The State of Cybersecurity
The internet has been around for decades. It has made so many aspects of life easier. Unfortunately, with all that extra convenience, people are giving up a lot of their personal and professional security.
Cyber attacks have increased enough to make headlines on an almost daily basis. Hackers are tapping into the wealth of insecurely protected data and reaping the rewards. Organizations are aware of these attacks and cybersecurity risks, but still don’t realize how much more dangerous hackers are becoming year after year. It seems easier than ever before for hackers to breach cybersecurity defenses. Not many organizations are taking the necessary steps to protect themselves, and their employee and user data.
Even though some companies are spending billions of dollars on security products and services, the number of data breaches is increasing. This is because most funding doesn’t go to properly designed security programs. The money is being spent on implementing security practices to protect against outdated adversaries and to continue to prop up password security.
Passwords are Hurting You
Passwords are ancient. They’ve been used for centuries as a way to protect people and information. In the early years of technology, they seemed like the best solution for controlling access to systems with sensitive data.
Over the years, passwords and password encryption methods have become more complex, but so have the skills of hackers. Passwords have accounted for 81 percent of data breaches in the past few years. Computers don’t know when a password has been compromised, it just grants access to whoever enters it. This lack of proof of identity is an obvious flaw in passwords today.
Not being able to prove identity with a password is one thing, but in addition, businesses can’t always monitor employees and users to make sure they are using best practices. Most people use the same or similar passwords for almost all accounts.

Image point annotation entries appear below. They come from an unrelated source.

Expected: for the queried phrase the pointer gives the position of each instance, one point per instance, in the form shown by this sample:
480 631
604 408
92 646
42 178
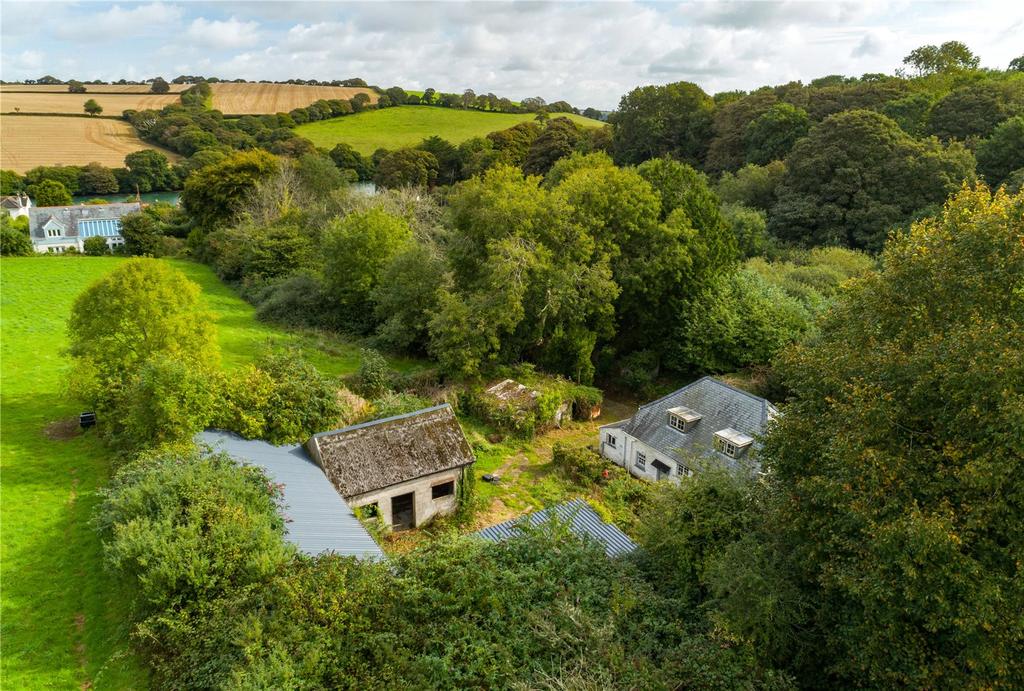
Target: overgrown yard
528 479
62 617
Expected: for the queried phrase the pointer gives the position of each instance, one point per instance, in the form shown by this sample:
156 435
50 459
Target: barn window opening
442 489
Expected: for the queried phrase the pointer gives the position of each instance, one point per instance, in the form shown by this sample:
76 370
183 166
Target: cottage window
442 489
725 446
683 419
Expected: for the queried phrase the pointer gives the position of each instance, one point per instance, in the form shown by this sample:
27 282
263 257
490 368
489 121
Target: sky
587 53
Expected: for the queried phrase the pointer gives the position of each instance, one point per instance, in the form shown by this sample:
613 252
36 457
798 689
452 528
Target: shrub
296 301
167 402
283 398
457 613
143 309
638 372
375 375
247 395
95 247
185 527
684 527
392 403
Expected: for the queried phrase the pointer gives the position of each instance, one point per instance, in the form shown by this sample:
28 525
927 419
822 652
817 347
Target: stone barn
404 469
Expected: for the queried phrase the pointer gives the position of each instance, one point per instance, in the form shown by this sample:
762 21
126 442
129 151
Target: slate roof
320 519
720 405
384 452
69 217
582 520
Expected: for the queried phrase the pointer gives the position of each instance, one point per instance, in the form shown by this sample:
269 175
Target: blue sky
588 54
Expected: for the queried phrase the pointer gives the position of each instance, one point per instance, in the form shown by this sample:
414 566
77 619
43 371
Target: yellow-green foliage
142 309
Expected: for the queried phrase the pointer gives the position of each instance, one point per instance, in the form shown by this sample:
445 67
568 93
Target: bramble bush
282 398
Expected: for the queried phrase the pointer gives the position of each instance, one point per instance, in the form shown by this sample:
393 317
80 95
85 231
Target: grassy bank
409 125
62 617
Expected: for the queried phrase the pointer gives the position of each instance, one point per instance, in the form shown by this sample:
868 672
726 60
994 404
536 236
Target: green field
409 125
62 617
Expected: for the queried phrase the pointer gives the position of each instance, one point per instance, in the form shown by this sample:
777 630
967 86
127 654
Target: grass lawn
64 620
409 125
62 617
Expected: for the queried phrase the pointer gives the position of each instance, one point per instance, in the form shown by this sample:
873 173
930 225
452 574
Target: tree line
842 161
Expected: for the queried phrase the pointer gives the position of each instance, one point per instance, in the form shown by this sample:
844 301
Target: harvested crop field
27 141
263 97
114 103
90 88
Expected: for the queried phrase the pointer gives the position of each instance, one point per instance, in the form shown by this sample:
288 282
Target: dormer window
732 442
53 228
683 419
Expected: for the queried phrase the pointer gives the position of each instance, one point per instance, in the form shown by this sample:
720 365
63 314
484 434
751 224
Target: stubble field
27 141
114 103
90 88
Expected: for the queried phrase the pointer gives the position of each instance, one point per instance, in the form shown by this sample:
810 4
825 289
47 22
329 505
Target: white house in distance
707 418
15 205
55 229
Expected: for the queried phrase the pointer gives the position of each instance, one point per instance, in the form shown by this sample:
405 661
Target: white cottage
707 418
15 205
55 229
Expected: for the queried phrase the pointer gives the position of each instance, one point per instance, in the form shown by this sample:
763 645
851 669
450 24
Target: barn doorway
403 512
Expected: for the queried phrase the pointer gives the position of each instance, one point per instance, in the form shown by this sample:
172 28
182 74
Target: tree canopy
889 543
856 175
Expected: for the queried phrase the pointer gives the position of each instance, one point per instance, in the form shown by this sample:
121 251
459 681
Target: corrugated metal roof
102 227
72 218
320 520
583 520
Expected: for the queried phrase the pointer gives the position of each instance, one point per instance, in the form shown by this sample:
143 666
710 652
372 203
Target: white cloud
228 34
155 17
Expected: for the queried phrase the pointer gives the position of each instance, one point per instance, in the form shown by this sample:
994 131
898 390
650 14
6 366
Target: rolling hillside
27 141
261 97
407 126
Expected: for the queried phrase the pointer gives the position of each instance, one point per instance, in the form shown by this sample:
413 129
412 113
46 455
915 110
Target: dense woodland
856 241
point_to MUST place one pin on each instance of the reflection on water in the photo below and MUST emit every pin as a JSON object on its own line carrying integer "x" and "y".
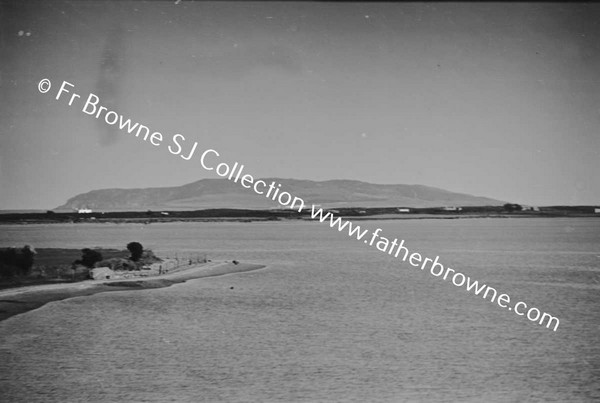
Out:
{"x": 329, "y": 319}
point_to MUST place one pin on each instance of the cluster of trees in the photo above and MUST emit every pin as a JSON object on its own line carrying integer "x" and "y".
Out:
{"x": 16, "y": 262}
{"x": 512, "y": 207}
{"x": 138, "y": 257}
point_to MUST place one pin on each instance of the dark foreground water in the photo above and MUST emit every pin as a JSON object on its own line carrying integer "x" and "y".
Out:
{"x": 329, "y": 319}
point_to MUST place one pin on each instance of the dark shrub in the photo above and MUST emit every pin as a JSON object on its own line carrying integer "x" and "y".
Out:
{"x": 89, "y": 257}
{"x": 136, "y": 249}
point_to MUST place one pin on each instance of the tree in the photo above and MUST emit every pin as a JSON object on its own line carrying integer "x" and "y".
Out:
{"x": 89, "y": 257}
{"x": 136, "y": 249}
{"x": 512, "y": 207}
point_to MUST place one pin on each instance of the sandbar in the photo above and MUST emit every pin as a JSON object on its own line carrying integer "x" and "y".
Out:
{"x": 23, "y": 299}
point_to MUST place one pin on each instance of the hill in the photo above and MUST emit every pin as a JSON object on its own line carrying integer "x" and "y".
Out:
{"x": 221, "y": 193}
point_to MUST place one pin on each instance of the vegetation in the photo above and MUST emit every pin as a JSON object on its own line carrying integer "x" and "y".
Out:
{"x": 89, "y": 258}
{"x": 16, "y": 262}
{"x": 136, "y": 250}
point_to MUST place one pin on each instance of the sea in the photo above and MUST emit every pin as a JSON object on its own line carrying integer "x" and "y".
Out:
{"x": 329, "y": 319}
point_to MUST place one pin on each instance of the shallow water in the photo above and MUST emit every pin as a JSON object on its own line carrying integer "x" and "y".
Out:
{"x": 329, "y": 319}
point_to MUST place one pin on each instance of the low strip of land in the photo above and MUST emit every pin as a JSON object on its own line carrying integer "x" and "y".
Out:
{"x": 23, "y": 299}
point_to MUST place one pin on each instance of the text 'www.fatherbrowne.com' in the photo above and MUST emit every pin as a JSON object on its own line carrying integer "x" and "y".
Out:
{"x": 210, "y": 160}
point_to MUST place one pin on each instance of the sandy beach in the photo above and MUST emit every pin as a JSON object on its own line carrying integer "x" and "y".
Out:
{"x": 23, "y": 299}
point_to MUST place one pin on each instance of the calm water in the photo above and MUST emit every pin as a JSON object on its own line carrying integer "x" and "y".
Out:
{"x": 329, "y": 319}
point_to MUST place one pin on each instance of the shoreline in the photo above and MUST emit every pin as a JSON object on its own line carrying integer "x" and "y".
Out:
{"x": 19, "y": 300}
{"x": 408, "y": 216}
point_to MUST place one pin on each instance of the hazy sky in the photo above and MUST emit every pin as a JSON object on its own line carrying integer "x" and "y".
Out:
{"x": 497, "y": 100}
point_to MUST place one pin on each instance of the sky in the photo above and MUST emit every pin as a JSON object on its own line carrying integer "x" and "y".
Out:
{"x": 492, "y": 99}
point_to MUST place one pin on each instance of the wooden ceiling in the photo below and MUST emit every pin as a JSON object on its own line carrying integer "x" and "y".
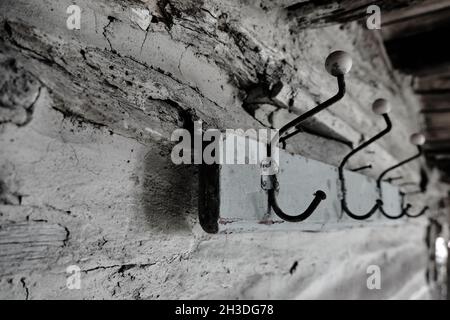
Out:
{"x": 417, "y": 40}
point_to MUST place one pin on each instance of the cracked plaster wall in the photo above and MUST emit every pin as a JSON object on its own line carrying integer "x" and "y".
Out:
{"x": 85, "y": 170}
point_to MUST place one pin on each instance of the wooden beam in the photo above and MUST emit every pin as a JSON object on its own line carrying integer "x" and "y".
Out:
{"x": 425, "y": 22}
{"x": 414, "y": 11}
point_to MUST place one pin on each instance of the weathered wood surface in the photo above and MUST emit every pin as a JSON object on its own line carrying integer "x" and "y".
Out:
{"x": 85, "y": 149}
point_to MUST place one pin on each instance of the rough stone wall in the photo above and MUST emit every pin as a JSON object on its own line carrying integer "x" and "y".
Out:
{"x": 85, "y": 171}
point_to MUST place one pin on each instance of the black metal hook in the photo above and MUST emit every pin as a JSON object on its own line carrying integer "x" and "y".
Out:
{"x": 337, "y": 64}
{"x": 408, "y": 206}
{"x": 380, "y": 107}
{"x": 418, "y": 140}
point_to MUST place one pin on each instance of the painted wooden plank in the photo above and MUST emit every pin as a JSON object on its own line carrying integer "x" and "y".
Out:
{"x": 240, "y": 204}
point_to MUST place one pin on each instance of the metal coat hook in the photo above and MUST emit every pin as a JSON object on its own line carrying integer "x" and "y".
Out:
{"x": 338, "y": 63}
{"x": 418, "y": 140}
{"x": 380, "y": 107}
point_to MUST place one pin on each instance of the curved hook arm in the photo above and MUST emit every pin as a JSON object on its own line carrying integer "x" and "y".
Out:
{"x": 342, "y": 178}
{"x": 405, "y": 209}
{"x": 319, "y": 195}
{"x": 408, "y": 206}
{"x": 419, "y": 148}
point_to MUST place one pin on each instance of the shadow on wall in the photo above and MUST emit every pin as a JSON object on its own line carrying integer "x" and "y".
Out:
{"x": 168, "y": 193}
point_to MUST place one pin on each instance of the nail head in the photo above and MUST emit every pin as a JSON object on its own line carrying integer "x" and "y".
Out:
{"x": 417, "y": 139}
{"x": 338, "y": 63}
{"x": 381, "y": 106}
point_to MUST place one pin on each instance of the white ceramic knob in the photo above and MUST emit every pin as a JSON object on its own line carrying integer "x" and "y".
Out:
{"x": 417, "y": 139}
{"x": 338, "y": 63}
{"x": 381, "y": 106}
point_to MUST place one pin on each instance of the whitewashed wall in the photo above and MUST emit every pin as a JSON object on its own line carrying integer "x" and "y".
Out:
{"x": 85, "y": 171}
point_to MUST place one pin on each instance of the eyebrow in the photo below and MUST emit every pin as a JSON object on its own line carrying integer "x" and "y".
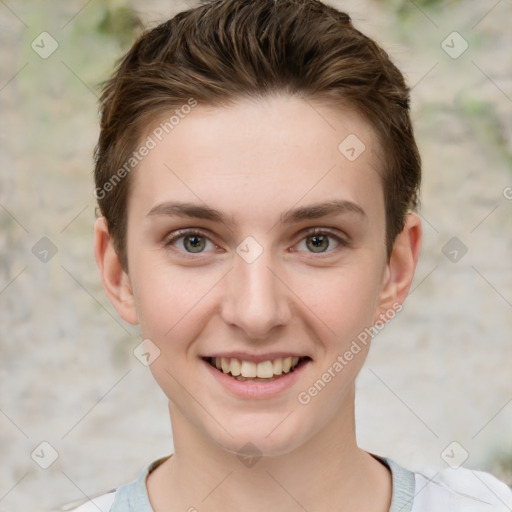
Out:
{"x": 314, "y": 211}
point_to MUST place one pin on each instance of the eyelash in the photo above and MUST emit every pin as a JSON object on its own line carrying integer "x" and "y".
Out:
{"x": 312, "y": 232}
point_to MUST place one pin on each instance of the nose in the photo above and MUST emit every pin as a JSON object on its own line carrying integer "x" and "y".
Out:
{"x": 256, "y": 300}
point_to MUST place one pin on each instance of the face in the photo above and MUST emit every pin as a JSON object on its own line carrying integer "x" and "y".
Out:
{"x": 254, "y": 237}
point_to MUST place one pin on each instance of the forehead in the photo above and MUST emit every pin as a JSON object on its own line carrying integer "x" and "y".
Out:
{"x": 269, "y": 151}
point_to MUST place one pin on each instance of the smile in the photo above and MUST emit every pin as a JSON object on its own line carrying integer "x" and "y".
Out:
{"x": 262, "y": 371}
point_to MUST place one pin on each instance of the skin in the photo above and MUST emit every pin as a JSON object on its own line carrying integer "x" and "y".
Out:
{"x": 253, "y": 161}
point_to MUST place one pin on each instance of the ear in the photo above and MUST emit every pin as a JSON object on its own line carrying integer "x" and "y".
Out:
{"x": 115, "y": 280}
{"x": 399, "y": 272}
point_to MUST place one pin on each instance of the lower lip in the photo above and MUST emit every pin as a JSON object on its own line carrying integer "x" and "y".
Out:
{"x": 255, "y": 389}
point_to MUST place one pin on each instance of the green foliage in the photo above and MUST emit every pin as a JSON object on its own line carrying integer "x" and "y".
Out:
{"x": 121, "y": 23}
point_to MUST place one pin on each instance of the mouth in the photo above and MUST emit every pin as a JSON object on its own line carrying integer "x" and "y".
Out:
{"x": 264, "y": 371}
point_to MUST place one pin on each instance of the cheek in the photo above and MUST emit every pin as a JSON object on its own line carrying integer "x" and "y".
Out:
{"x": 343, "y": 300}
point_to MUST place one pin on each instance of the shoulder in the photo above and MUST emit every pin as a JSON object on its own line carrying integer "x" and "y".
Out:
{"x": 100, "y": 503}
{"x": 461, "y": 489}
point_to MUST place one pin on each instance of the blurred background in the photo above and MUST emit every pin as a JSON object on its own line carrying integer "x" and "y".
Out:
{"x": 80, "y": 414}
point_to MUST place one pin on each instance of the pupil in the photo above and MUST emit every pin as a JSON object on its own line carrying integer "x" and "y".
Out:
{"x": 195, "y": 242}
{"x": 318, "y": 240}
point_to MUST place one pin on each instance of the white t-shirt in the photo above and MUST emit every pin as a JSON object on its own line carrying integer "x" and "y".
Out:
{"x": 448, "y": 490}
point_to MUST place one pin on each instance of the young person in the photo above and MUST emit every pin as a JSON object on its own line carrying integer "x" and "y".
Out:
{"x": 257, "y": 177}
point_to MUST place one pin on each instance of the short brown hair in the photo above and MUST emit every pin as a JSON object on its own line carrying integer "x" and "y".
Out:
{"x": 225, "y": 50}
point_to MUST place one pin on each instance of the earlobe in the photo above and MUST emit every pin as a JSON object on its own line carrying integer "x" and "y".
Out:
{"x": 401, "y": 266}
{"x": 116, "y": 281}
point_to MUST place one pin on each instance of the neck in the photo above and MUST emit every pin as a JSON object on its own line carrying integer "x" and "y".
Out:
{"x": 328, "y": 470}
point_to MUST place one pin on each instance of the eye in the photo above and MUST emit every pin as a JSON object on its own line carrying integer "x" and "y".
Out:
{"x": 318, "y": 241}
{"x": 193, "y": 241}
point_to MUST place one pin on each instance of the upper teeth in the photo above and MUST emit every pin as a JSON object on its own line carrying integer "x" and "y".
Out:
{"x": 263, "y": 370}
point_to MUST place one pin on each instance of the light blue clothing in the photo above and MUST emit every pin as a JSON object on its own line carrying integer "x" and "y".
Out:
{"x": 448, "y": 490}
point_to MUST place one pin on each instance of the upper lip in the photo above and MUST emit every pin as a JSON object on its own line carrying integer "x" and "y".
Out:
{"x": 255, "y": 358}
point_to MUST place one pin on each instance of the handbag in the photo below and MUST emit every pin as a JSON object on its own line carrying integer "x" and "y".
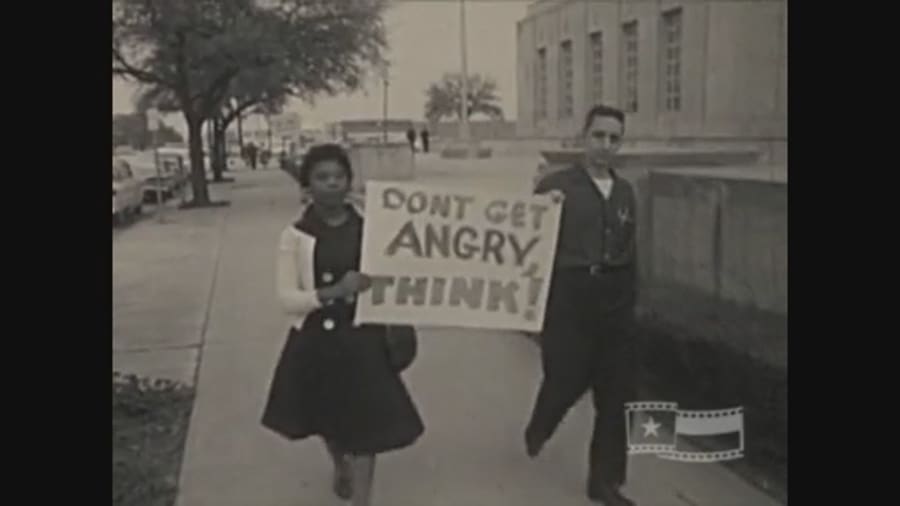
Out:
{"x": 402, "y": 346}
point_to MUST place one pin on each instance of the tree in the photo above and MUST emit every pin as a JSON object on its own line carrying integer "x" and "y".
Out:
{"x": 443, "y": 98}
{"x": 194, "y": 52}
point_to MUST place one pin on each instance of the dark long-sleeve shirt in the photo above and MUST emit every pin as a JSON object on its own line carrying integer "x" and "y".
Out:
{"x": 594, "y": 230}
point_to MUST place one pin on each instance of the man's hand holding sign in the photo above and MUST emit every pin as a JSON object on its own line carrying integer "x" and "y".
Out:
{"x": 457, "y": 257}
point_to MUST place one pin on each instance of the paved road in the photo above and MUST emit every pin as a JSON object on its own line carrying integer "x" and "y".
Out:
{"x": 474, "y": 389}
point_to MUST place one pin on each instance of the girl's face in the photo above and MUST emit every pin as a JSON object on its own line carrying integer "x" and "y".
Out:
{"x": 328, "y": 183}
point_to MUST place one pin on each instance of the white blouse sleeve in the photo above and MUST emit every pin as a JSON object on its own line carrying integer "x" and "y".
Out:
{"x": 296, "y": 298}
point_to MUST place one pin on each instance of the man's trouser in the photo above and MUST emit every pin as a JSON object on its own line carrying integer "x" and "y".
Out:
{"x": 588, "y": 344}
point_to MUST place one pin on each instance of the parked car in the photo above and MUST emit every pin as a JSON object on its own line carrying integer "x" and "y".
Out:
{"x": 166, "y": 182}
{"x": 128, "y": 192}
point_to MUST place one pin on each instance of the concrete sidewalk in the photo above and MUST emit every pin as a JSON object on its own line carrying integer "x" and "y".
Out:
{"x": 474, "y": 390}
{"x": 162, "y": 280}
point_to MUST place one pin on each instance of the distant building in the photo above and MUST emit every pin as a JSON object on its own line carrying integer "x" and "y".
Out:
{"x": 687, "y": 72}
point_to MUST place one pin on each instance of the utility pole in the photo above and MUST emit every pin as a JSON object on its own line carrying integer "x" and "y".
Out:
{"x": 153, "y": 125}
{"x": 385, "y": 79}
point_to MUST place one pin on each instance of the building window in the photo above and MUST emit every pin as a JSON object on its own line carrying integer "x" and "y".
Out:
{"x": 671, "y": 50}
{"x": 540, "y": 85}
{"x": 596, "y": 83}
{"x": 630, "y": 57}
{"x": 566, "y": 78}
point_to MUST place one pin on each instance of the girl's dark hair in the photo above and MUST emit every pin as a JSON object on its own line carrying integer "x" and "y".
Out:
{"x": 321, "y": 153}
{"x": 600, "y": 111}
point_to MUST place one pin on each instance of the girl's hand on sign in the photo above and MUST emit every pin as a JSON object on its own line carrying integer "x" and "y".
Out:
{"x": 355, "y": 282}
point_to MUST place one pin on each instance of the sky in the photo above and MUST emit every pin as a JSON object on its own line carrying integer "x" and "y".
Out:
{"x": 423, "y": 36}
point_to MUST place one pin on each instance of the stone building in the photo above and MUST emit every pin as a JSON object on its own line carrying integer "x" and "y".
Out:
{"x": 687, "y": 72}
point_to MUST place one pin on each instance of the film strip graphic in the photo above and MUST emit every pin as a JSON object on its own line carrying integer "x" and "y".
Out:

Don’t be Afraid of Multi Factor Authentication
It should be obvious that using multi factor authentication (MFA) helps with cybersecurity because it is a combination of three or more authentication factors: Something you know, something you have, and something you are (biometrics). Unfortunately, MFA still gets a bad rep. While most organizations utilize some form of traditional MFA or 2FA, it is universally hated because it’s a nuisance and frustrating to implement and use.
Is this bias toward convenience hurting companies? You bet! An analysis of recent breaches shows that if there had been additional authentication factors, the breaches probably wouldn’t have happened. There are a multitude of poorly designed MFA programs out there, so it’s no wonder that many companies don’t like utilizing them. With most MFA programs, you need to go through every step of the authentication process every time you need to sign in. This is absolutely a hassle, but it doesn’t have to be that way. In addition, many MFA solutions require you to create one-time passwords (OTP) or tokens every time you sign-in. This is annoying and time consuming for users. Thankfully, there is another way – using your biometrics as part of an MFA solution.
Leveraging Biometrics in MFA
To increase adoption of MFA solutions, all you need to do is implement a better MFA solution. One way to do that is by leveraging biometrics.
One of the major issues with passwords and tokens is that they can’t prove your identity. Biometrics solve that problem. Adding biometrics as an authentication factor is the best way to prove identity because your biometrics are you. Identity-based access control is a significant improvement over alternative authentication factors because you can’t forget it, you can’t lose it, and they are extremely difficult to steal and unique to you.
Biometrics are lightyears more secure than other authentication factors, and make accessing sensitive information and remote servers easy and effective. Especially when you utilize smartphones to deploy biometric authentication. It’s so easy and effective, people who complain about MFA being a nuisance won’t have anything to complain about anymore.
To make one final point, many consumers are concerned about protecting their biometrics. This is a valid concern, but if the biometrics are properly implemented it will actually enhance personal and professional privacy. Using techniques like visual cryptography and a distributed data model help make sure your biometrics and sensitive information will never end up in the wrong hands. This way you can use MFA solutions and still be able to sleep at night knowing your biometrics and your data are safe.